Proper Workplace Investigations Can Help in Litigation

Leah Shepherd By Leah Shepherd December 1, 2022

​Workplace investigations following allegations of misconduct can easily go off the rails if employers don't know how to do them well. Experts discussed best practices for workplace investigations at the recent American Bar Association's Labor and Employment Law Conference.

The quality of internal investigations has important ramifications for litigation outcomes. For example, an employer can be held liable for sexual harassment by a supervisor unless it can prove that it exercised care to prevent harassment and took steps to investigate any complaints, according to Matthew Clash-Drexler, an attorney with Bredhoff & Kaiser in Washington, D.C. Usually, employers show their preventative efforts by distributing their anti-harassment policy to all employees.

"What's critical is the importance of conducting effective, impartial and, most importantly, defensible investigations," said Barbara Johnson, an attorney with BLJohnson Law in Washington, D.C. When done right, an internal investigation "can be one of the best defenses in litigation" and can reduce settlement costs.

At the beginning of a witness interview, emphasize that the company does not permit retaliation and that you do not legally represent the witness. Avoid "investigation creep" by clearly understanding the scope of the matter, Johnson recommended.  

"It is not an interrogation. It is not the place where you go in with a script of pre-written questions. Ask general, open-ended questions. Try to develop a rapport with the witness so they tell you stuff," she said. "Avoid judgmental words or inflammatory words."

You also need cultural competency to understand what your own biases might be as you conduct the investigation, she added.

Attorney-Client Privilege

After receiving a complaint of misconduct, an HR representative may conduct a workplace investigation, but sometimes the employer's internal lawyer or external lawyer leads it. A union representative or an attorney representing the employee might be present.

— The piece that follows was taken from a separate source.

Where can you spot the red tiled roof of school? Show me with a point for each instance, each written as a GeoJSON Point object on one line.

The panelists discussed when attorney-client privilege exists and when it doesn't. An attorney sometimes could be classified as working in a business or HR consulting capacity. If so, attorney-client privilege would not exist, and any discussions could be revealed during court proceedings.

"There's no presumption just because a company uses an outside lawyer that the lawyer is acting in a legal capacity," Clash-Drexler explained. "The Supreme Court is going to shed light on this in this term, and we should all pay attention to that."

He was referring to a case called In re Grand Jury, which the court will hear on Jan. 9, 2023. That case will address whether a communication involving both legal and nonlegal advice is protected by attorney-client privilege, if obtaining or providing legal advice was one of the significant purposes behind the communication.

During workplace investigations, "you can never promise that something will be kept confidential. You can say, 'I will take steps not to identify you by name,' " Johnson said. "Assume that your communications will be public."

If you have shared certain information, such as a pay audit or diversity audit, with an outside or inside marketing team, then it's probably not considered privileged, according to Anne Shaver, an attorney with Lieff, Cabraser, Heimann & Bernstein in San Francisco.

Be Responsive

Workplace investigations can build trust with staff if they're done right, said Faisal Akhter, senior corporate counsel at Microsoft, based in Redmond, Wash., but those efforts can't be effective if workers feel that making complaints will not lead to any changes or improvements. Promptly investigating complaints shows workers that you won't dismiss or ignore problems.

"It's important to have a culture where you encourage people to come forward with a complaint, and you will investigate it," Johnson said.

The person who led the investigation should eventually report back to the employee who made the complaint, summarizing the results of the investigation. "Nobody will feel good about the process if they think it went into a box," said Clash-Drexler.

Around three months or six months after an investigation, an HR representative should check in with the employee and ask if anything new has happened, so HR can be sure that retaliation isn't taking place, Johnson said.

In order to prevent a problem from proliferating, you should have a system in place to track whether a person has been accused of misconduct more than once, Shaver recommended.